Nei confronti di Cattolica Assicurazioni, per impedire che finisca in mani straniere
Favorita adesso Intesa Sanpaolo nell’Ops lanciata su Ubi
di Nicola Berti

La soluzione-lampo dell’improvvisa crisi emersa in Cattolica Assicurazioni (con l’intervento decisivo delle Assicurazioni Generali) è certamente una notizia finanziaria di primo livello, ma non solo. La compagnia veronese è da mesi alle cronache. Lo scorso ottobre l’amministratore delegato Alberto Minali (un manager di scuola Generali) era stato bruscamente congedato dal consiglio d’amministrazione presieduto da Paolo Bedoni per divergenze strategiche (Minali era favorevole ad aggregazioni che avrebbero modificato l’attuale modello cooperativo di Cattolica). Il titolo della compagnia (di cui da tre anni Warren Buffett è primo azionista con il 10%) aveva cominciato a cadere in Borsa, finendo poi travolto dai ribassi-Covid. Infine, durante il lockdown, l’authority di vigilanza Ivass ha imposto a Cattolica una ricapitalizzazione immediata da 500 milioni per rafforzare un bilancio non solidissimo. E poche settimane sono bastate per verificare le chance quasi inesistenti, per Cattolica, di raccogliere sul mercato capitali freschi di importo così elevato, mantenendo lo status di cooperativa veronese.
La «suasion» di Ivass (cioè la stessa Bankitalia) è rimasta invece molto pressante in una fase in cui l’Azienda-Italia non si può permettere focolai di crisi finanziaria e tanto meno l’esposizione di una compagnia come Cattolica al rischio di indesiderati ingressi esteri nella proprietà.

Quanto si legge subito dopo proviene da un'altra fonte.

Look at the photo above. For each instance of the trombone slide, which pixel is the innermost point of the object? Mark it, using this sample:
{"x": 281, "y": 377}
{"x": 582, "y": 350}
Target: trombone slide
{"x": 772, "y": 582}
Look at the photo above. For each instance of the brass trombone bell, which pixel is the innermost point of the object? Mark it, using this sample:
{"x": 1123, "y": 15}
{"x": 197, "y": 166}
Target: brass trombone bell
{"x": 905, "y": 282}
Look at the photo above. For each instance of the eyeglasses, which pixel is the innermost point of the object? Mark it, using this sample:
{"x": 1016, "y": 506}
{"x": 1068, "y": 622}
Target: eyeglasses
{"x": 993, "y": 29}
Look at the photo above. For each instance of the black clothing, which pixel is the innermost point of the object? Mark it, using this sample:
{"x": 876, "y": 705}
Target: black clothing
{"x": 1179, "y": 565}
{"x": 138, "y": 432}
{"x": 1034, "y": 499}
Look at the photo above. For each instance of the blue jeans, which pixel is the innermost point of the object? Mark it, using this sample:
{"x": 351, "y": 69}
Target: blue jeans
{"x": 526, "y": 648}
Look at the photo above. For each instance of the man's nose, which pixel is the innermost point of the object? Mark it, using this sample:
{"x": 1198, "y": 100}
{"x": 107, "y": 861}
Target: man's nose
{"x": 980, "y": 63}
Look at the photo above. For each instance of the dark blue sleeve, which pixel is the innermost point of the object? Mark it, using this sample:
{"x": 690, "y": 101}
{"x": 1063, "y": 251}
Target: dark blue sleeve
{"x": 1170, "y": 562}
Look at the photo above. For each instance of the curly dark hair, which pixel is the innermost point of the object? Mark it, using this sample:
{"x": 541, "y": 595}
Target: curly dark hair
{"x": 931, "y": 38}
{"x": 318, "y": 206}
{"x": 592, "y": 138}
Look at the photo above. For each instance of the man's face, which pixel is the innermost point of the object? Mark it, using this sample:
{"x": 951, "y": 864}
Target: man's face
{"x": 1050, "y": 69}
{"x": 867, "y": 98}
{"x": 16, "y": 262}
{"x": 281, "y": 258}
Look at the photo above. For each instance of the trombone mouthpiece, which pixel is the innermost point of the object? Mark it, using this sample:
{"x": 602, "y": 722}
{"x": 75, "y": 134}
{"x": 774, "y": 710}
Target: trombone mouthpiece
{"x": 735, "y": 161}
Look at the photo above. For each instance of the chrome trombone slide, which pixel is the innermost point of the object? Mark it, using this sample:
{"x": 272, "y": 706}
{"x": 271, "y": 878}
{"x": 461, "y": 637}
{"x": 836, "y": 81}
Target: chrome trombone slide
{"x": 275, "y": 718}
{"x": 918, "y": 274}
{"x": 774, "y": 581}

Secondo uno schema molto tradizionale (ed è un primo spunto di riflessione), la maggiore compagnia italiana è stata chiamata dalla vigilanza nazionale a soccorrere un «player» domestico in difficoltà. Generali inietterà così subito 300 milioni in un aumento di capitale riservato che porterà il Leone a essere primo azionista (24,4%) di Cattolica.

Quest’ultima, fra nove mesi si trasformerà in Spa ed è una svolta per il più ampio settore bancassicurativo. Quattro anni dopo la discussa riforma Renzi per le grandi Popolari, l’ultima assicurazione organizzata in forma di coop uscirà di scena, si trasformerà in Spa e si aggancerà a un gigante europeo. La Borsa ha subito festeggiato, ridando fiato (+38%) a un titolo che prevedibilmente sarà oggetto di futura integrazione da parte di Generali.

Il Leone, dal canto suo, non ha mostrato esitazione a investire una cifra contenuta per il suo bilancio, di fatto mettendo in cantiere un’aggregazione domestica sul mercato settentrionale. Non è però da escludere che sul blitz Generali abbia pesato un altro fattore. La compagnia triestina è infatti tuttora saldamente controllata da Mediobanca: che in questo momento è advisor unico di Intesa Sanpaolo nell’Ops lanciata su Ubi.

Cattolica ha fatto parte del polo degli azionisti Ubi resistenti alla proposta di aggregazione di Intesa: fra questi anche la Fondazione Monte di Lombardia, a sua volta importante azionista di Cattolica. Era evidente da settimane che il tassello di Cattolica nel «fortino» eretto dai soci bresciani di Ubi (e dalla Fondazione CariCuneo) era destinato a venir meno.

Da ieri, sicuramente, il soccorso di Generali a Verona sembra neutralizzarlo definitivamente: mentre l’Ops Intesa-Ubi, lanciata prima dell’emergenza Covid, pare destinata a superare ogni ostacolo residuo.

Le stesse eccezioni sollevate presso l’Antitrust da un concorrente del calibro di UniCredit sono state già contrastate da un incremento della quota di sportelli Ubi destinata al polo Unipol-Bper. Il riassetto bancassicurativo sembra dunque accelerare fuori dall’incaglio-pandemia: al contrario dell’azione di governo e dall’aggiustamento del quadro politico nella Fase 3.